Assim se passou uma semana inteira. E, para minha alegria, o derrame dos meus pulmões baixaram somente à força de VNI, diuréticos e repouso: não precisei fazer nenhuma drenagem. É uma grande e promissora vitória, provavelmente a mais promissora desde que eu comecei o meu tratamento: pela primeira vez eu voltava a respirar sem ter que drenar cirurgicamente o líquido da pleura e, quando o meu derrame pleural esteve pior, ele foi revertido “naturalmente”, com o passar do tempo e o reequilíbrio do organismo, como se esperava para este segundo ciclo de QT. Se toquei o fundo de alguns abismos deprimentes esta semana, também me elevei deles aos píncaros esperançosos do (em vislumbre ao menos) tratamento bem-sucedido. Bendito seja Deus, que me acompanhou às profundezas; louvado seja Ele, que delas me permitiu voltar.

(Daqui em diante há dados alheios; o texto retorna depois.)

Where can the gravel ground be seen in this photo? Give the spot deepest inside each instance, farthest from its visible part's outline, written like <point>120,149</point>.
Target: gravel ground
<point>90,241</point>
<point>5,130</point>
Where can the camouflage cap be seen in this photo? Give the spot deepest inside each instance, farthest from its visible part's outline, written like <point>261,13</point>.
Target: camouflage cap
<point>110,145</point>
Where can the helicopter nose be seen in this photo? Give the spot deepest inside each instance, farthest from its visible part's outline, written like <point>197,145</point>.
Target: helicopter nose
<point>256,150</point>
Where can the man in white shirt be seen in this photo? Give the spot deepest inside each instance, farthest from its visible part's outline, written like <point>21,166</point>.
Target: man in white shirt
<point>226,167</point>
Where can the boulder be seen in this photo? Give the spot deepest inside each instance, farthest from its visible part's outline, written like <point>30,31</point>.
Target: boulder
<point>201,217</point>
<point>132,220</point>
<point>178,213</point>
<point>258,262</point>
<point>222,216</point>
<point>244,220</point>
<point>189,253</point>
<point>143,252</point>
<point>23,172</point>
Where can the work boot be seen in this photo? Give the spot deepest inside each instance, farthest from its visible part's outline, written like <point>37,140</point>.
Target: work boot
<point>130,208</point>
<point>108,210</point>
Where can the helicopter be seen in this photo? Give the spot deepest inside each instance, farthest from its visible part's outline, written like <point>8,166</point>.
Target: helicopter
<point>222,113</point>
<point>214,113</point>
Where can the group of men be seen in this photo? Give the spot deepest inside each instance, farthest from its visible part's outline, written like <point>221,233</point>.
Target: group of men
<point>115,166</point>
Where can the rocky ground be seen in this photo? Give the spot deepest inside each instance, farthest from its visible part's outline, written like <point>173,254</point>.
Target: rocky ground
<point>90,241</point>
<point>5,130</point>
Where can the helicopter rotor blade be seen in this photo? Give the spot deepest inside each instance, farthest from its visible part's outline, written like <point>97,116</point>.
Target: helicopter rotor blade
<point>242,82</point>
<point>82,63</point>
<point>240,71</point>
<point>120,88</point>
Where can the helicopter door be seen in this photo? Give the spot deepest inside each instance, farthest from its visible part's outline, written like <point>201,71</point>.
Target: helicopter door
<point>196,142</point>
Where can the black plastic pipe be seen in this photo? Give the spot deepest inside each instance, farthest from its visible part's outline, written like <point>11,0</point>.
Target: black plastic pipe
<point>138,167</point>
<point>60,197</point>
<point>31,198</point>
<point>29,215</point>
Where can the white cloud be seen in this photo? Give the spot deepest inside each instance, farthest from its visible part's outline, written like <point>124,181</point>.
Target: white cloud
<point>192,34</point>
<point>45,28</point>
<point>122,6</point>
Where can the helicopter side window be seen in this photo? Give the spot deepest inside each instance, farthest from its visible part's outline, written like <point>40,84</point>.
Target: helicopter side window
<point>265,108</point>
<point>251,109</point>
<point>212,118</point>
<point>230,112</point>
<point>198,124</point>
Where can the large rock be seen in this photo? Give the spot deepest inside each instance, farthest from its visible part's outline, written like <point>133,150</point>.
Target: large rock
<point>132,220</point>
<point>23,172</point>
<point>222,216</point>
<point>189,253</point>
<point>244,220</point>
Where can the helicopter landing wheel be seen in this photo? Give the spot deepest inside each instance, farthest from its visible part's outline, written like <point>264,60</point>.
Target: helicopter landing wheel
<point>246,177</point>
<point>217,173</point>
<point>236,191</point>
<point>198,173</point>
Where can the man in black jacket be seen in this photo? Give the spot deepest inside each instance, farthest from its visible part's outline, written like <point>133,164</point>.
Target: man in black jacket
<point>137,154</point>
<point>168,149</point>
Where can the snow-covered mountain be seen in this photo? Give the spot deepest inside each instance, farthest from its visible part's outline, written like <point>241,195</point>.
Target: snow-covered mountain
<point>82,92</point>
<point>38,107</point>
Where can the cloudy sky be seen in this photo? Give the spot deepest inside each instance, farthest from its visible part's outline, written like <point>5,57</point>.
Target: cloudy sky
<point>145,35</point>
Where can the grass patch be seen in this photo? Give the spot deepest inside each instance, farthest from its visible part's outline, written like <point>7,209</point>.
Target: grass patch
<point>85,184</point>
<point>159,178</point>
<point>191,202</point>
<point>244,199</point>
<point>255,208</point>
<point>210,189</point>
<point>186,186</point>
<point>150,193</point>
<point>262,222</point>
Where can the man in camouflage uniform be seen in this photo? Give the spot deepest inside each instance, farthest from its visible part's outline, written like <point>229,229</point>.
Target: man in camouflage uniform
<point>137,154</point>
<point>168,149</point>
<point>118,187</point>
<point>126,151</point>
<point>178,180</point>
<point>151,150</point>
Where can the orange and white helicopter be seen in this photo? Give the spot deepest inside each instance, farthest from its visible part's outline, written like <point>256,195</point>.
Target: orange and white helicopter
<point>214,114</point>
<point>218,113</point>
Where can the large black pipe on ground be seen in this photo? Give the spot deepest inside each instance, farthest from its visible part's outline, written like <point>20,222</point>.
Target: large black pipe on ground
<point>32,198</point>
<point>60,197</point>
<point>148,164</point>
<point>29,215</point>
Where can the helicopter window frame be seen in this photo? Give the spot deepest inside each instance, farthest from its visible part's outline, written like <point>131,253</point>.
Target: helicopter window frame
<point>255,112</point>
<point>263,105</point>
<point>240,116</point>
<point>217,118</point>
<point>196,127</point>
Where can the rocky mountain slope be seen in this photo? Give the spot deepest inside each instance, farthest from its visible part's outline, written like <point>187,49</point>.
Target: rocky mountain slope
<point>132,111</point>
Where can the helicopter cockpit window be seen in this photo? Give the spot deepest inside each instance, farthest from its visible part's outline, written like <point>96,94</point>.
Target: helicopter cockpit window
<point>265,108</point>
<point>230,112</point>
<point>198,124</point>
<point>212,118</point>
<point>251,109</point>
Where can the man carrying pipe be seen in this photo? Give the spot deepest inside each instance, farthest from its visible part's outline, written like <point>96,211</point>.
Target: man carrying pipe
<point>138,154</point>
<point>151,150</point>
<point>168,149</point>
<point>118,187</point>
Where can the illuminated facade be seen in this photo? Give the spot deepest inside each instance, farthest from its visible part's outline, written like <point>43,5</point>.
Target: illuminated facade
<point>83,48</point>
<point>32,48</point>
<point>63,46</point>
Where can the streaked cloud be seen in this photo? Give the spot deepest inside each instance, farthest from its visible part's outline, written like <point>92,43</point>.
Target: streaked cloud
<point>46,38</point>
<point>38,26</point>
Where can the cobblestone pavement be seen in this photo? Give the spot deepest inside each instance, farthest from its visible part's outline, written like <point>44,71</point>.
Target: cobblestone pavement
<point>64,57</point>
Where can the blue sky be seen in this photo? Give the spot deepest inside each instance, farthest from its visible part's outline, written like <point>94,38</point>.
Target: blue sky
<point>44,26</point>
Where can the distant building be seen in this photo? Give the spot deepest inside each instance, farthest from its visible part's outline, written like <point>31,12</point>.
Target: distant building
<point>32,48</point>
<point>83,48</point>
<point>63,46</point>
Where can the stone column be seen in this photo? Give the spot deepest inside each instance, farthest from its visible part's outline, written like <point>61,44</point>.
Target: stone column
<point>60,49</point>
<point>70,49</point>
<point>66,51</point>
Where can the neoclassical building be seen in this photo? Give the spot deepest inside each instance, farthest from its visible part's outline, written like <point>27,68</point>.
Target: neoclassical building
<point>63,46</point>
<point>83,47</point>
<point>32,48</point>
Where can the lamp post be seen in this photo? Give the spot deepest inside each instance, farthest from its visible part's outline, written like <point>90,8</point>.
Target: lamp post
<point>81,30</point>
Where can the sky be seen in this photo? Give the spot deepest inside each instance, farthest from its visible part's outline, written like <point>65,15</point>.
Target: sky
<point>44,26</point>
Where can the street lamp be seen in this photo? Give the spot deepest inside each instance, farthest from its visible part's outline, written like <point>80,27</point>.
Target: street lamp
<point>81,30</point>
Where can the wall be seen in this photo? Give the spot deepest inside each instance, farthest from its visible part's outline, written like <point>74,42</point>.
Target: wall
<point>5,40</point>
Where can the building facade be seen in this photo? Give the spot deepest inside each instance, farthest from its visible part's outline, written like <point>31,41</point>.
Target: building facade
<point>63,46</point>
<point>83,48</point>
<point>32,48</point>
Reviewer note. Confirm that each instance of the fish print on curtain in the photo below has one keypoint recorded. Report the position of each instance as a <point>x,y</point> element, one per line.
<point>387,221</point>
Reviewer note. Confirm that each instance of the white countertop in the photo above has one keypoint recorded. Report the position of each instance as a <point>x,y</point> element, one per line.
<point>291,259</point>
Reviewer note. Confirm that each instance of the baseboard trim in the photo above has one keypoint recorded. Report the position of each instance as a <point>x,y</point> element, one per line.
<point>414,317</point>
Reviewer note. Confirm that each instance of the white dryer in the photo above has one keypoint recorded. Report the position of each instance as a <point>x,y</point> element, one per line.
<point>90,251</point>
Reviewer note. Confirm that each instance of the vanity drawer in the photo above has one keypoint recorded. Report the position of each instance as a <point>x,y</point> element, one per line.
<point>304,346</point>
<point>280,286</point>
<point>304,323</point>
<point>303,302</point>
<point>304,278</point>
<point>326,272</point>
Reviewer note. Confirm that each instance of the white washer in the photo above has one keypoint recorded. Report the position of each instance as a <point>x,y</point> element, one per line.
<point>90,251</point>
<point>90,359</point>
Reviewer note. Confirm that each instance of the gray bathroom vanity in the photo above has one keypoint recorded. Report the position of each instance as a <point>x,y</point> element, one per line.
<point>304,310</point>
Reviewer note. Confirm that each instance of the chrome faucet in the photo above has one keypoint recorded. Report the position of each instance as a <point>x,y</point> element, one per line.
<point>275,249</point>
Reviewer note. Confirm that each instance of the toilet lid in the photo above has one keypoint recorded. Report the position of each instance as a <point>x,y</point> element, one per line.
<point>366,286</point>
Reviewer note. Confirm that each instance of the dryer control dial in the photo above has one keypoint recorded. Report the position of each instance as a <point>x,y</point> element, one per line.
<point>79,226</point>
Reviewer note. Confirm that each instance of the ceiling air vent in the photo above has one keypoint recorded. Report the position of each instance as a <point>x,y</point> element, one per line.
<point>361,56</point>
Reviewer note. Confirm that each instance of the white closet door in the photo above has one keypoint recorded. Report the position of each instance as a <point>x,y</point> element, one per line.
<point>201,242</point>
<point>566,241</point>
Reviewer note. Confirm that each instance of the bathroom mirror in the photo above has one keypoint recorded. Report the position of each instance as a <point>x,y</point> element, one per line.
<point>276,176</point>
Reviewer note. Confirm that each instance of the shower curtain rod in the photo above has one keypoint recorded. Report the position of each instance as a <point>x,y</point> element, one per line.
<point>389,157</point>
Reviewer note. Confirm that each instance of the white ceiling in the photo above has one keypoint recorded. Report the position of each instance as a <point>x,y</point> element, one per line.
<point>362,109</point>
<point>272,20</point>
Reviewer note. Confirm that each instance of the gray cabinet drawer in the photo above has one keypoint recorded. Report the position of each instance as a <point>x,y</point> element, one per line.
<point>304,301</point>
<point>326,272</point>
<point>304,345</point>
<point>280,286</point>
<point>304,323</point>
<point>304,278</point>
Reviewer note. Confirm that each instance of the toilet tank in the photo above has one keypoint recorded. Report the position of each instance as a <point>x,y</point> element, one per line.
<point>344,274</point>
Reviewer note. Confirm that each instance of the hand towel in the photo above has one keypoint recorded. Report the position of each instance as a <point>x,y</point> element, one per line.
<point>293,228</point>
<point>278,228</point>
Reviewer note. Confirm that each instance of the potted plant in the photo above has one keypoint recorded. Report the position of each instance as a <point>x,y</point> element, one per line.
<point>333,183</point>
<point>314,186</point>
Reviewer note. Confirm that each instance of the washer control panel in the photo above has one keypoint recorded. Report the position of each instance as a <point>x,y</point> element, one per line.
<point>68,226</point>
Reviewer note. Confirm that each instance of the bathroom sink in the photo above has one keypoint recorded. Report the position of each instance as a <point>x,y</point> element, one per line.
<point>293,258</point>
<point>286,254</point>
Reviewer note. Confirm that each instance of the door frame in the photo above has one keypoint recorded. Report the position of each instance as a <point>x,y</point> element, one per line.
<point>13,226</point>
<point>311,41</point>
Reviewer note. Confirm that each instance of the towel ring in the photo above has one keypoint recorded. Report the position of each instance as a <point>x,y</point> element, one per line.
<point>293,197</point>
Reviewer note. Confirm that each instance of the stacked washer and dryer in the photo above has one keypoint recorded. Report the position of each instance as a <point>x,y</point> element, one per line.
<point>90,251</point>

É incrível como as doenças – um amigo mo dizia hoje – têm o condão de abrir os nossos olhos ao valor das coisas banais, que ficam escondidas sob a trivialidade do quotidiano. Acho que nunca antes na vida eu percebera o quanto respirar é maravilhoso. E hoje isso se repete a cada dia, quando percebo o prazer de uma noite dormida na própria cama, de um braço que não está mais dolorido, de um corte já cicatrizado, de um apetite livre dos tentáculos de uma náusea repentina… não dá pra dizer que esta estrada na qual me colocou a Divina Providência seja desejável. Mas também é impossível negar que ela me tenha ensinado coisas valiosas. E, por estas últimas, é também impossível não ser grato.
Hoje estou em casa, sem queixas maiores que as decorrentes da semana de imobilidade passada numa Unidade de Cuidados Especiais. Não sinto nada da quimio de segunda-feira. Já respiro de maneira excelente, se não ainda com o vigor da plena saúde, ao menos de modo incomparavelmente melhor do que há uma semana, quando escrevi aqui da última vez. Nos próximos dias farei alguns exames de controle, para comparar com os que foram feitos antes do tratamento e aferir-lhe a eficácia. Ainda há muito caminho pela frente, mas por mais este solavanco eu atravessei: obrigado, Senhor. E eis-me aqui! Vamos em frente. Aonde fores. Aonde quiseres me levar.